(Québec) Le premier ministre François Legault a rabroué son ministre de l’Économie, Pierre Fitzgibbon, mercredi, pour avoir choisi de livrer un discours uniquement en anglais alors qu’il était en mission économique en Ontario.

Jocelyne Richer
La Presse canadienne

Les gens d’affaires réunis mardi à Toronto pour l’entendre n’ont donc pas pu constater que M. Fitzgibbon est francophone, comme la grande majorité des Québécois, et que le français est la seule langue officielle du Québec, puisqu’il n’a pas dit un mot de français.

En mêlée de presse, mercredi, le premier ministre a dit que son ministre aurait dû au moins dire «quelques mots» en français, ce qui aurait suffi à ses yeux.

Il avait d’ailleurs du mal à expliquer pourquoi M. Fitzgibbon avait agi de la sorte, quand on sait que le gouvernement caquiste se présente comme nationaliste et aime cultiver son image de défenseur du fait français.
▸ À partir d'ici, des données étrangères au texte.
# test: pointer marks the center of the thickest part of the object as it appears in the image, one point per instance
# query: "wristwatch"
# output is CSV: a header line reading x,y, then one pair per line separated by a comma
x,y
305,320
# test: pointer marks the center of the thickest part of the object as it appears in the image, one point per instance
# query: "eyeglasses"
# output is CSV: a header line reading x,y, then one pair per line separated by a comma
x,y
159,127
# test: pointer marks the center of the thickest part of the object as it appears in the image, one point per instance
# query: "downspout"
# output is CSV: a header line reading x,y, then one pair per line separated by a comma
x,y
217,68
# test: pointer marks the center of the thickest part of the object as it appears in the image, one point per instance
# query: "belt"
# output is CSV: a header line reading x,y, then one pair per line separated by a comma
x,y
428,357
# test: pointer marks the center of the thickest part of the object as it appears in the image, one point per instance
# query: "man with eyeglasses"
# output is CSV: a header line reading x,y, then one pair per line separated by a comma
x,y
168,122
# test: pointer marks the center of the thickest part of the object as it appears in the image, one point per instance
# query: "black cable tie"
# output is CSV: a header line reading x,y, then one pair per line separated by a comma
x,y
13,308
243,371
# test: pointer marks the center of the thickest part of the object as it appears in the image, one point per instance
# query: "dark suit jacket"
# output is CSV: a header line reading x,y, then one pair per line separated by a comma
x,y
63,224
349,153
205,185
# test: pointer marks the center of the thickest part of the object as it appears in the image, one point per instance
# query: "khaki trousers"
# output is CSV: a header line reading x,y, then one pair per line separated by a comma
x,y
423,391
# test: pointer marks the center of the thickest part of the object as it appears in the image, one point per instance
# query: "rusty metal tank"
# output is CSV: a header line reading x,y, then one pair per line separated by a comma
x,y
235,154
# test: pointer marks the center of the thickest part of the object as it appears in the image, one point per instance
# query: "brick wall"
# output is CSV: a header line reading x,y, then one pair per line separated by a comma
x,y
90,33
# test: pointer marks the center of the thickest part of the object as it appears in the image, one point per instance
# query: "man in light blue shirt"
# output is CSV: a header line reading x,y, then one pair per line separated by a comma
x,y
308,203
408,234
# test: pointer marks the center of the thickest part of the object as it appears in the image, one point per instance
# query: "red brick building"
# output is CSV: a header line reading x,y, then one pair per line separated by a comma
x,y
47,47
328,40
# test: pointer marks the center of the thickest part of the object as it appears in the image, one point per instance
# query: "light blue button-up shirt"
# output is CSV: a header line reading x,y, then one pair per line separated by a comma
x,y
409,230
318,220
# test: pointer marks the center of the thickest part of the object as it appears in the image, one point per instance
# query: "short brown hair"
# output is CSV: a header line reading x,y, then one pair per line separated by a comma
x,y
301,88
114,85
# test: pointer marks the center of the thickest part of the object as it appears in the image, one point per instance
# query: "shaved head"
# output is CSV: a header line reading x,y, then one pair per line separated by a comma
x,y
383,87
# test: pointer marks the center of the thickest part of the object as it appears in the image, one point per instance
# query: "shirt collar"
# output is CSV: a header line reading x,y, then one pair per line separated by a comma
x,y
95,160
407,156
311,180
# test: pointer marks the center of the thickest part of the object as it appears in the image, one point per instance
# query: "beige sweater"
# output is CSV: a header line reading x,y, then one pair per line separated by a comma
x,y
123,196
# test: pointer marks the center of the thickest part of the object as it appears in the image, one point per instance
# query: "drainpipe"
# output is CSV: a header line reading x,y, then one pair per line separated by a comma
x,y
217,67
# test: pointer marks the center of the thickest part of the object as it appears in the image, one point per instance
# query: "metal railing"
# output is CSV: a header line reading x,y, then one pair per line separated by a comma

M. Legault a convenu que cette façon de faire était incorrecte et qu’elle ne devait pas se reproduire.

«Il a reconnu qu’il avait fait une erreur. Il a dit qu’il ne recommencera pas», a dit M. Legault, expliquant la bourde par le fait que son ministre avait peu d’expérience politique et était issu du milieu des affaires, habitué de fonctionner en anglais.

Dès qu’il se trouve à l’extérieur du Québec, un ministre «représente le gouvernement du Québec et il a un message à passer que c’est en français que ça se passe» en territoire de la loi 101, a rappelé M. Legault à ses troupes.

Lors d’un entretien au Journal de Montréal, mardi, après son allocution à Toronto, M. Fitzgibbon avait d’abord défendu sa position, justifiée selon lui par le fait que l’auditoire était anglophone.

Mais constatant les critiques formulées dans les heures qui ont suivi, notamment sur les réseaux sociaux, dans certains cas virulentes, il avait fait volte-face, affirmant sur Twitter qu’à l’avenir ses discours compteraient «tous et toujours des passages importants en français, peu importe où je serai».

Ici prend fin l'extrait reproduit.